Q & A with Yiqin Pan, Ph. D., Assistant Professor in the School of Human Development and Organizational Studies in Education

What research are you currently working on?

I leverage quantitative methodologies, including artificial intelligence, statistical modeling, and psychometrics, to address applied issues in educational measurement and to optimize the learning process. Most of my recent research has centered on aspects of test security and personalized learning. My current projects include (i) developing anomaly detection algorithms for identifying potential fraud in tests, (ii) implementing item selection designs by recommendation systems for preventing potential fraud in adaptive testing, (iii) using anomaly detection methods to identify disengagement in learning, and (iv) building recommendation systems to select appropriate learning materials for students. My research has been supported by the Educational Testing Service (ETS) and the Graduate Management Admission Council (GMAC).

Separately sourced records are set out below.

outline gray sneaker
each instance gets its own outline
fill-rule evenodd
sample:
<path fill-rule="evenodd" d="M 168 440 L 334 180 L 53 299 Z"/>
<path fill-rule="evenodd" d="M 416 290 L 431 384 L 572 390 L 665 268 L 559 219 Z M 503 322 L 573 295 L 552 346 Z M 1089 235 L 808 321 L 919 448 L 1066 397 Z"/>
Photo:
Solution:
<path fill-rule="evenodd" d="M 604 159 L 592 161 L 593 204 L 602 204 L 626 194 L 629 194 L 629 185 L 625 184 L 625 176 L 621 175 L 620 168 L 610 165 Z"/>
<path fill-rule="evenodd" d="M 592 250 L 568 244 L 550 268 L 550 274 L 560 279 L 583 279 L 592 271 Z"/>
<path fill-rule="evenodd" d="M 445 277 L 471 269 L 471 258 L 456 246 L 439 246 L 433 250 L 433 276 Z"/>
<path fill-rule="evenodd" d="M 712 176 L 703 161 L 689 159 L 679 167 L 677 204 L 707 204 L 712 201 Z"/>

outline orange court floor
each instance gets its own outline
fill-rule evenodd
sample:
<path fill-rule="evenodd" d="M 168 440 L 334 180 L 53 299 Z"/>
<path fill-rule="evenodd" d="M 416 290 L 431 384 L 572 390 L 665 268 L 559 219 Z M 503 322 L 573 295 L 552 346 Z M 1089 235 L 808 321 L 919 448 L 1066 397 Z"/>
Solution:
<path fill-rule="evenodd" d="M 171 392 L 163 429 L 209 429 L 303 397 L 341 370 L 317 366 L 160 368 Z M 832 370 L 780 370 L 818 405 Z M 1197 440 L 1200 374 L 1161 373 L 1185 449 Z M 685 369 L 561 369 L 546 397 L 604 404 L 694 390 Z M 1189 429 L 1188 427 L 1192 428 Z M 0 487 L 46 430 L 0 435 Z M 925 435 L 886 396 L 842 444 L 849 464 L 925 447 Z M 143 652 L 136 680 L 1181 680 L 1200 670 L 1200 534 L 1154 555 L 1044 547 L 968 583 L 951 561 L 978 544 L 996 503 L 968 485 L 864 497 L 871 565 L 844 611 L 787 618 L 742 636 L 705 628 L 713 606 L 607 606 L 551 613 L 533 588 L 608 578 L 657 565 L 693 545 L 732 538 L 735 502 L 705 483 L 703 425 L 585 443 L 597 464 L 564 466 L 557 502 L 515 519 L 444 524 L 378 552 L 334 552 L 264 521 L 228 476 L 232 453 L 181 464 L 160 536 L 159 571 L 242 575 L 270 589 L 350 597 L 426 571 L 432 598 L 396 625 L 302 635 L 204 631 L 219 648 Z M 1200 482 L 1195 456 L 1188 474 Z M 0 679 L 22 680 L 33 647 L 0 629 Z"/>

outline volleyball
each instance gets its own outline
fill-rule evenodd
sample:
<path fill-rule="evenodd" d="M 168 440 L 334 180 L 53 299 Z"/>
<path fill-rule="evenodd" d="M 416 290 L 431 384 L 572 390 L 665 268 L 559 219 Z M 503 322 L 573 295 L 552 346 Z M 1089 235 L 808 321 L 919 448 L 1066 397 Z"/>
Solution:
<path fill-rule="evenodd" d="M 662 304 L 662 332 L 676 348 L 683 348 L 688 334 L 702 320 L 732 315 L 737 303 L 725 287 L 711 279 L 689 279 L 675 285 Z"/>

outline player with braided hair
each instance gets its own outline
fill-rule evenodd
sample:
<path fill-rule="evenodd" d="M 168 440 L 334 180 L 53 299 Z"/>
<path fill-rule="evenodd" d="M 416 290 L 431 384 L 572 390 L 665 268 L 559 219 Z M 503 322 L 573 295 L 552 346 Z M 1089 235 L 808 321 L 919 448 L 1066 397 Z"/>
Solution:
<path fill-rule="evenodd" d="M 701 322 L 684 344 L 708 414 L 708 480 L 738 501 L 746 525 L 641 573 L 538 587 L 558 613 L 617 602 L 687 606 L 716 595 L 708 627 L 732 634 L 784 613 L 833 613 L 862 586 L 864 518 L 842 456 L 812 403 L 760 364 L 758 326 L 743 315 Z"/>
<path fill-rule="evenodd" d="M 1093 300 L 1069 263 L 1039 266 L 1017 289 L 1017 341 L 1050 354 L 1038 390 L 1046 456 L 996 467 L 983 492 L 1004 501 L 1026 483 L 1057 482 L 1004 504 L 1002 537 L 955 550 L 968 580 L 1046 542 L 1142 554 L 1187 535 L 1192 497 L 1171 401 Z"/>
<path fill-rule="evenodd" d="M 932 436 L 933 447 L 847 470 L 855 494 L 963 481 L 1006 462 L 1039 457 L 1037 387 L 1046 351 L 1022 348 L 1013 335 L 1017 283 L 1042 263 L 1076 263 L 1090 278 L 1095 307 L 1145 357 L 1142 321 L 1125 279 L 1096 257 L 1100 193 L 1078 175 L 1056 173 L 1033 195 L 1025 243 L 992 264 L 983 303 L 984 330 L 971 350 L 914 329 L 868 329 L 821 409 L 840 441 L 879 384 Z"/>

What is the broader impact of your research?

My research in test security aims to protect fairness in educational testing. Testing programs should give test takers a fair chance to demonstrate their abilities. However, cheating will provide an unfair advantage to cheaters, and has become one of the most common and significant concerns within the testing industry. To maintain the integrity of testing, my research has developed several strategies to mitigate the potential impact of cheating and several algorithms to detect cheaters after the fact. These methods can assist in protecting the fairness of the tests.

My research in personalized learning is intended to promote equity in education. Minority groups, low-income people, and women have long been underrepresented in STEM education. Such underrepresentation occurs because underserved students experience higher failure rates than other students. Personalized learning is an educational approach that empowers students’ voices and choices. The responses from students advance our understanding of the interests and needs of each student. The guidance provided based on personalized understanding could enhance students’ engagement and efficiency in learning. Higher engagement and increased productivity can prevent underrepresented populations from underperforming in learning and, thus, promote equity in education.

What other research topics are you interested in?

I am interested in applying machine learning to analyze process data and am also curious about using big data techniques to develop scalable algorithms for the analysis of large-scale assessment data.